At first glance the answer should obviously be yes. After all, if a team can be projected to score X number of runs given a specific number of at bats, hits, doubles, and so on, then a player can be said to have "created" (contributed, produced, etc.) Y number of runs given his at bats, hit, doubles etc. However, statisticians are quick to point out that inferences about individuals based on aggregate data don’t always hold. This is the core of the so-called "ecological fallacy"."

I think this may be a problem with current "runs created" type models because you may not be able to apply theory that holds for teams to individual players.  I think it works better than using metrics such as OPS to compare player’s worth, which may be all that we want from it.  It may be good enough for what we are doing but if you look at the extremes stuff starts to break down.  If you have a team where everybody hits a home run once a game and doesn't get any other hits, each of those home runs is worth 1 run and so the team (and hence the players) will be very overrated by all these metrics.  Players could be underrated by the metrics just as easily.  If I put Reed in the 2 hole in the lineup and he gets a bunch of walks, these walks are more likely to turn into runs because Sexson could hit a double or a HR than if I put him in the 6 hole because Betancourt will probably strike out and leave Reed stranded.  A single is much more valuable if Ichiro hits it because he is faster.   The biggest factor seems to be that a player’s real contribution to the team’s runs scored depends on all the other players in the lineup (probably most on the players right before and after him in the lineup).  The list goes on and on.  On a balanced team, these effects are probably small and the general "runs created" theories probably work fine but when you have a team where the production is very polarized I wonder if they really tell us the whole story.

I think these metrics are usually pretty good at trying to compare individual players’ abilities but I don’t know if they are very good at showing how important the players are to the team.  Maybe they aren’t really meant to show how important players are to a team’s performance.  If I have Reed hitting in front of Sexson, I need Reed to get on-base (By the way, I think Reed will see his OBP jump).  Sure it would be nice if Reed hit a few HRs but it would help the team much more if he could consistently get on-base.  The same thing could be said for a lead-off hitter because a in about a quarter of his at-bats nobody is on-base.  When Ichiro starts a game, a single is just as good as a walk but singles are always worth more in all these methods so a lead off hitter like Ichiro may actually see a boost to his RC numbers because he rarely walks even though he doesn’t actually help the team with a single.

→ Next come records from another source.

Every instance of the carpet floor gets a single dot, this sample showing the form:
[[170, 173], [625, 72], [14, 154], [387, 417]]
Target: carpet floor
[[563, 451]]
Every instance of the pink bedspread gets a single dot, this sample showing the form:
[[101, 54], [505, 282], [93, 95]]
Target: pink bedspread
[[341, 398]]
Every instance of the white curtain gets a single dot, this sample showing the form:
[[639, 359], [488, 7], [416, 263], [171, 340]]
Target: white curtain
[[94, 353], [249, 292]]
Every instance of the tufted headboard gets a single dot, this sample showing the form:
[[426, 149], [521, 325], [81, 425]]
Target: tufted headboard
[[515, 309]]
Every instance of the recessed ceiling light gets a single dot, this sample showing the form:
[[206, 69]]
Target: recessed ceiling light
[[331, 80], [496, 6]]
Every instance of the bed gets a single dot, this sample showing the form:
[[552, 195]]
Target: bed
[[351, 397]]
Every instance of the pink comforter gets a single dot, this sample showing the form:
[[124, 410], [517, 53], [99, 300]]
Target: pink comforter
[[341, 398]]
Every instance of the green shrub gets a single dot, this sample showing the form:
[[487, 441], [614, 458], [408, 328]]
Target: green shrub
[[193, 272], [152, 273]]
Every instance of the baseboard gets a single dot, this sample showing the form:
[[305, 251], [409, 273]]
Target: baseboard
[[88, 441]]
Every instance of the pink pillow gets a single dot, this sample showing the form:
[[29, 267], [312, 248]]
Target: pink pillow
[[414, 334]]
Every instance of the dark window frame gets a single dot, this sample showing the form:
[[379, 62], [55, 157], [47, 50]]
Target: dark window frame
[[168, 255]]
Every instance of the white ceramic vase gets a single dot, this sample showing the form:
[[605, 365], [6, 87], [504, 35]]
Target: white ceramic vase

I think a lot of this statistics stuff is pretty interesting but it seems like there is little that is gained by using some of the pretty complicated stats out there.  By far, the most useful stats are going to be the simple stuff like OBP or SLG plus a peak at HR and 2B rates along with some scouting info on the player’s defense.  These RC style stats are interesting because they make us reconsider how valuable we think a single is compared to a HR and help us to make better decisions when comparing players but I think it is also important to keep in mind that if we use RC, we may not get the sum of the individual parts.

Oh yeah, I really like the "Win Probability Added" stuff so keep up the good work Jeff.  I think its one of the cooler approaches to track performance and gives us some pretty graphs to look at although hopefully this season more will finish going up to one than down to zero.